Not to let the hater off the hook, let me say two things. First, I actually heard a radio talk show host say he enjoyed the French Open, but couldn't watch World Cup soccer. Now, if you don't like soccer, you don't like soccer. But it defies any sense of consistency to speak favorably of clay court tennis, and then bash soccer. Its all or nothing on this one. Sorry.

Second, I have read numerous columnists say that one weakness for our US team is that it isn't in our culture to take a dive to draw a foul, and that hurts our chances. EXCUSE ME? Have you, by any chance, attended a college basketball game anytime, say, oh, ever, as players flop around left and right to draw charges? How about hockey? I used to watch a college referee who had a diving sign he used when a player took a header. Right. We're above that.

So, to recap. I am not a soccer fan, and you don't have to be either.

But I am a World Cup fan.

As a fan of sports--of competition, of athletics, it is hard to be any other way. This is simply the most captivating event in International competition. Its March Madness times about a billion.

I have been travelling in Europe twice during the World Cup, and it does help to have been in a place where people stop everything to watch the World Cup. You get a flavor of it that doesn't go away. There are some especially strong memories.

The strongest comes from Italy. In 1982 the Cup was in Spain, and Italy was playing in a semifinal game against Poland. We were staying at the Hotel Argentina, which is near Cortina in the Italian Alps. Stunning postcard beauty in a pastoral scene that could have been lifted out of a novel. As the game was preparing to start, all of a sudden, all over the area around the hotel came people walking from the hills, many of them little old ladies in support hose, dressed in brown housedresses.

What has happening? The people of the area where coming down to the Hotel to watch the game because they didn't have TV of their own. It was so "1932 Fireside Chat" that I could scarcely believe I was seeing it. Even the hotel's reception was bad...they kept sending a guy onto the roof to adjust the antenna. (That's right. The antenna.)

Italy won that game, and advanced to the finals against West Germany. (We also watched the unforgettable W. Germany-France semi final from the hotel).

Unfortunately, we were on a train to Barcelona the night of the final, but I will never forget that along our entire route, as we passed apartment buildings facing back to the tracks, you could see the green glow of the pitch emanating from every flat.
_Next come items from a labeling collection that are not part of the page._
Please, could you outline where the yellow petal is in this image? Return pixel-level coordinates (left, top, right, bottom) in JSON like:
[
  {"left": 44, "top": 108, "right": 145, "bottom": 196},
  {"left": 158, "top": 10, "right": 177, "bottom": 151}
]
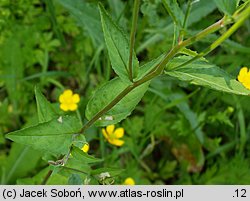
[
  {"left": 72, "top": 94, "right": 80, "bottom": 103},
  {"left": 82, "top": 144, "right": 89, "bottom": 153},
  {"left": 238, "top": 67, "right": 249, "bottom": 83},
  {"left": 60, "top": 103, "right": 69, "bottom": 111},
  {"left": 63, "top": 89, "right": 73, "bottom": 99},
  {"left": 242, "top": 78, "right": 250, "bottom": 90},
  {"left": 114, "top": 128, "right": 124, "bottom": 138},
  {"left": 108, "top": 139, "right": 124, "bottom": 147},
  {"left": 123, "top": 177, "right": 135, "bottom": 185},
  {"left": 106, "top": 125, "right": 115, "bottom": 135},
  {"left": 68, "top": 103, "right": 77, "bottom": 111},
  {"left": 102, "top": 128, "right": 109, "bottom": 140},
  {"left": 59, "top": 94, "right": 65, "bottom": 103}
]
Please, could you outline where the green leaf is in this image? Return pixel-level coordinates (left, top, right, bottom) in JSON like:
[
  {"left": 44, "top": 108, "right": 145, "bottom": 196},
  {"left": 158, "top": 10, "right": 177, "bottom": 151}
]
[
  {"left": 1, "top": 143, "right": 41, "bottom": 184},
  {"left": 187, "top": 0, "right": 216, "bottom": 27},
  {"left": 71, "top": 147, "right": 103, "bottom": 163},
  {"left": 214, "top": 0, "right": 240, "bottom": 15},
  {"left": 86, "top": 78, "right": 149, "bottom": 126},
  {"left": 99, "top": 4, "right": 139, "bottom": 82},
  {"left": 135, "top": 54, "right": 165, "bottom": 81},
  {"left": 91, "top": 168, "right": 124, "bottom": 177},
  {"left": 58, "top": 0, "right": 103, "bottom": 46},
  {"left": 6, "top": 115, "right": 82, "bottom": 154},
  {"left": 35, "top": 87, "right": 58, "bottom": 123},
  {"left": 68, "top": 174, "right": 83, "bottom": 185},
  {"left": 162, "top": 0, "right": 184, "bottom": 27},
  {"left": 165, "top": 56, "right": 250, "bottom": 95},
  {"left": 0, "top": 37, "right": 24, "bottom": 111}
]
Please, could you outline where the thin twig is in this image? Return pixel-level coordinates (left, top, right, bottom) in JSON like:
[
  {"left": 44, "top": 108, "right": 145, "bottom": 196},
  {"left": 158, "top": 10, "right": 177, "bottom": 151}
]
[{"left": 128, "top": 0, "right": 140, "bottom": 82}]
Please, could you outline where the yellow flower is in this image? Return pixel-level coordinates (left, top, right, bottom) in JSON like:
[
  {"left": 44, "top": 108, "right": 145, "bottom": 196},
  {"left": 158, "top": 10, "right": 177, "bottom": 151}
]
[
  {"left": 102, "top": 125, "right": 124, "bottom": 146},
  {"left": 238, "top": 67, "right": 250, "bottom": 89},
  {"left": 123, "top": 177, "right": 135, "bottom": 185},
  {"left": 82, "top": 144, "right": 89, "bottom": 153},
  {"left": 59, "top": 89, "right": 80, "bottom": 111}
]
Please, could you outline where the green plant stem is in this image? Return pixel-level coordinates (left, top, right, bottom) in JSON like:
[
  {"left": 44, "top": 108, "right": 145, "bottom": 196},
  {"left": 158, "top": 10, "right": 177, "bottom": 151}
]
[
  {"left": 128, "top": 0, "right": 140, "bottom": 82},
  {"left": 79, "top": 8, "right": 249, "bottom": 134},
  {"left": 41, "top": 170, "right": 53, "bottom": 185},
  {"left": 175, "top": 7, "right": 250, "bottom": 69}
]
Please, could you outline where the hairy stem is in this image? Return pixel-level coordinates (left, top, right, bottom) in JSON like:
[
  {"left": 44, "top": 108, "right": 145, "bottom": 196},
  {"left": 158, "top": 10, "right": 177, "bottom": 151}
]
[
  {"left": 175, "top": 7, "right": 250, "bottom": 69},
  {"left": 79, "top": 5, "right": 249, "bottom": 134},
  {"left": 128, "top": 0, "right": 140, "bottom": 82}
]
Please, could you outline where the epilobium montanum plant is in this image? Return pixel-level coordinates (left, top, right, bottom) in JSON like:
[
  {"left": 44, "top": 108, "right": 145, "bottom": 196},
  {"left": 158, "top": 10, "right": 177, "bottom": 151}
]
[{"left": 3, "top": 0, "right": 250, "bottom": 185}]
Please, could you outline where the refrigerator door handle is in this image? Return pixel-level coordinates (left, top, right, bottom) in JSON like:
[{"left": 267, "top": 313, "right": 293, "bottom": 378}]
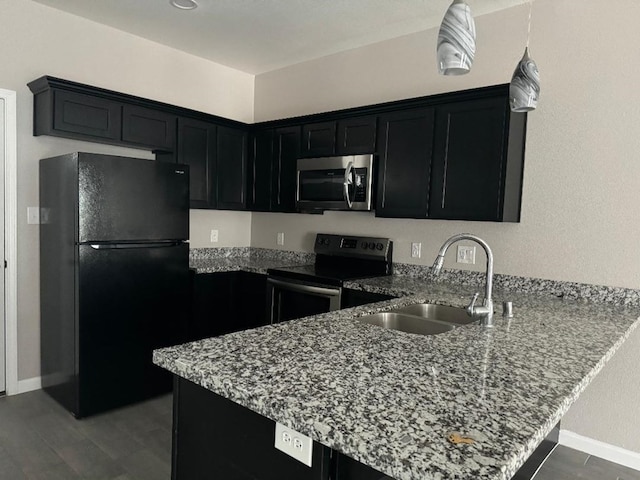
[{"left": 89, "top": 242, "right": 182, "bottom": 250}]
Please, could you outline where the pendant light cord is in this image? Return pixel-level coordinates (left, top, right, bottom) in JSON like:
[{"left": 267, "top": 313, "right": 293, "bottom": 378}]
[{"left": 527, "top": 0, "right": 533, "bottom": 49}]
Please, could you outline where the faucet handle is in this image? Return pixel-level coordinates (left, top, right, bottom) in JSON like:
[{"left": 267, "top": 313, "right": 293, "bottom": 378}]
[{"left": 467, "top": 292, "right": 480, "bottom": 317}]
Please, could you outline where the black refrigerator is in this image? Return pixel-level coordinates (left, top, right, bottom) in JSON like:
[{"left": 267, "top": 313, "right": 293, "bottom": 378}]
[{"left": 40, "top": 153, "right": 189, "bottom": 418}]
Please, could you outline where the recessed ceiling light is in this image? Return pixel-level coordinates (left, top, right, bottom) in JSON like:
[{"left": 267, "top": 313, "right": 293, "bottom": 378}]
[{"left": 169, "top": 0, "right": 198, "bottom": 10}]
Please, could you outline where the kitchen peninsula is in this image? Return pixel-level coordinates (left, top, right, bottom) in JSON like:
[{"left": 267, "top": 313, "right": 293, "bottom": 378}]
[{"left": 154, "top": 266, "right": 640, "bottom": 480}]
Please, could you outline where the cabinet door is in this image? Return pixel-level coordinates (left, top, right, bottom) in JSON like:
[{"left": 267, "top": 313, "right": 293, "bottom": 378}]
[
  {"left": 233, "top": 272, "right": 269, "bottom": 330},
  {"left": 177, "top": 118, "right": 216, "bottom": 208},
  {"left": 172, "top": 377, "right": 333, "bottom": 480},
  {"left": 53, "top": 90, "right": 122, "bottom": 141},
  {"left": 122, "top": 105, "right": 176, "bottom": 152},
  {"left": 376, "top": 108, "right": 434, "bottom": 218},
  {"left": 247, "top": 129, "right": 273, "bottom": 212},
  {"left": 301, "top": 122, "right": 336, "bottom": 157},
  {"left": 336, "top": 115, "right": 378, "bottom": 155},
  {"left": 188, "top": 272, "right": 238, "bottom": 341},
  {"left": 216, "top": 127, "right": 248, "bottom": 210},
  {"left": 429, "top": 98, "right": 508, "bottom": 221},
  {"left": 271, "top": 127, "right": 300, "bottom": 212},
  {"left": 333, "top": 451, "right": 393, "bottom": 480}
]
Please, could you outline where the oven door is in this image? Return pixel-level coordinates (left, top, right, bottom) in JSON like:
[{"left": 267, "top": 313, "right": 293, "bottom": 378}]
[{"left": 267, "top": 277, "right": 342, "bottom": 323}]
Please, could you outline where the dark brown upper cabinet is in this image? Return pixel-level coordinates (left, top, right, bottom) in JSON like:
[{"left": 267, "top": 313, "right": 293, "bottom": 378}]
[
  {"left": 429, "top": 97, "right": 526, "bottom": 222},
  {"left": 29, "top": 76, "right": 527, "bottom": 222},
  {"left": 176, "top": 118, "right": 217, "bottom": 208},
  {"left": 247, "top": 126, "right": 301, "bottom": 213},
  {"left": 49, "top": 90, "right": 122, "bottom": 143},
  {"left": 214, "top": 127, "right": 248, "bottom": 210},
  {"left": 271, "top": 127, "right": 300, "bottom": 212},
  {"left": 336, "top": 115, "right": 378, "bottom": 155},
  {"left": 376, "top": 108, "right": 434, "bottom": 218},
  {"left": 122, "top": 105, "right": 177, "bottom": 152},
  {"left": 247, "top": 128, "right": 274, "bottom": 212},
  {"left": 300, "top": 115, "right": 377, "bottom": 157},
  {"left": 300, "top": 121, "right": 336, "bottom": 157}
]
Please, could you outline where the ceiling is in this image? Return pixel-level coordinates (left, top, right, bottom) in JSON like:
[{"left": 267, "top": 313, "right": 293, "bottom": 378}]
[{"left": 34, "top": 0, "right": 528, "bottom": 74}]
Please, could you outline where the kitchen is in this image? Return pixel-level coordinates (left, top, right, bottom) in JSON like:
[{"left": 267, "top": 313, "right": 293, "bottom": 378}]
[{"left": 0, "top": 0, "right": 640, "bottom": 478}]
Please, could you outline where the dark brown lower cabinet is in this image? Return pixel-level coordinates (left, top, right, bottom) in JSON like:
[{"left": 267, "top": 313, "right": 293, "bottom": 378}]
[
  {"left": 188, "top": 272, "right": 268, "bottom": 341},
  {"left": 171, "top": 377, "right": 389, "bottom": 480}
]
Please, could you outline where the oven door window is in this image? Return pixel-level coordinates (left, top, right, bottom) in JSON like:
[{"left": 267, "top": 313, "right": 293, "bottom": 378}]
[{"left": 298, "top": 168, "right": 353, "bottom": 202}]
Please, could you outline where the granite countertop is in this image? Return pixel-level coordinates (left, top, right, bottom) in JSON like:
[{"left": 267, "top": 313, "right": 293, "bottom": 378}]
[
  {"left": 189, "top": 257, "right": 289, "bottom": 274},
  {"left": 189, "top": 249, "right": 314, "bottom": 274},
  {"left": 154, "top": 276, "right": 640, "bottom": 480}
]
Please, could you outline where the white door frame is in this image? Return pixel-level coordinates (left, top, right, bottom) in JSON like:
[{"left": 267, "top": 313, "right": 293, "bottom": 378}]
[{"left": 0, "top": 88, "right": 20, "bottom": 395}]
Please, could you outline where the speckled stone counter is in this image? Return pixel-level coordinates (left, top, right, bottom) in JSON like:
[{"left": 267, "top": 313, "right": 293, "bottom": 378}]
[
  {"left": 154, "top": 276, "right": 640, "bottom": 480},
  {"left": 189, "top": 247, "right": 314, "bottom": 274}
]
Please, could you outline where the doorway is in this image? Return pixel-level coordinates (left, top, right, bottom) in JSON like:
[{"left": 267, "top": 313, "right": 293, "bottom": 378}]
[
  {"left": 0, "top": 89, "right": 19, "bottom": 395},
  {"left": 0, "top": 98, "right": 7, "bottom": 395}
]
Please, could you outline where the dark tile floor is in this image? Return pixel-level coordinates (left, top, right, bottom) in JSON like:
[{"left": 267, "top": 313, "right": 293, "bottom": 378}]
[
  {"left": 0, "top": 390, "right": 640, "bottom": 480},
  {"left": 0, "top": 390, "right": 172, "bottom": 480}
]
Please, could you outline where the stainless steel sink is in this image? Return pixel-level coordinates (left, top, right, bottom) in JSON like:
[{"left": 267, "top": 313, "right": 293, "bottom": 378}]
[
  {"left": 358, "top": 312, "right": 455, "bottom": 335},
  {"left": 392, "top": 303, "right": 478, "bottom": 325}
]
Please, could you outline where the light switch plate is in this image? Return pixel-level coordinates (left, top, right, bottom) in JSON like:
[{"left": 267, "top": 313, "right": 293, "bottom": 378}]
[{"left": 274, "top": 423, "right": 313, "bottom": 467}]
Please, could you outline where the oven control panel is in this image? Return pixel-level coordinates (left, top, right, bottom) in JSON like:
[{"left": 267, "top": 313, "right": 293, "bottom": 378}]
[{"left": 314, "top": 233, "right": 392, "bottom": 258}]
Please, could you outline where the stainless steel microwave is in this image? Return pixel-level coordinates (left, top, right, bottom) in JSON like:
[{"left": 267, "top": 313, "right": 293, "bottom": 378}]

Once we got to Barcelona we ran up against a little problem---try getting a cab on the night of the Cup Final.

From the Argentina, there was one more indelible image. After the victory over Poland, two children made Italian flags, and stood by the side of the lonely road waving them at the occasional traffic. And each car that passed responded with enthusiastic honking and cheering.

There are other images. In Austria, I was sitting in a Hotel lobby to watch the classic Italy-Brazil match. A German tourist walked to the door with a camera around his neck, right out of central casting. His wife was dragging him out to do tourist stuff, but I will never forget the look of longing and envy on his face as he walked away, leaving us to watch the big game.

But what about the soccer, you ask? It is entertaining. I think soccer shares characteristics with baseball...a game with many empty spaces to be filled in by an engaged and imaginative fan. But the World Cup makes it different because of the national identities involved. I said sports are cultural, and they are. We watch sports where we understand the context of the game--the myth, the background, the stories.

I don't know the mythology of Arsenal and Tottenham. But I do understand nationalities.

Candidly, the fact that this is a world event in which Ghana (and have it not be a shocker to boot) can beat the US is fascinating to me.

No, you don't have to like the World Cup. It is up to you. But it is a moment in sport that I can't turn away from.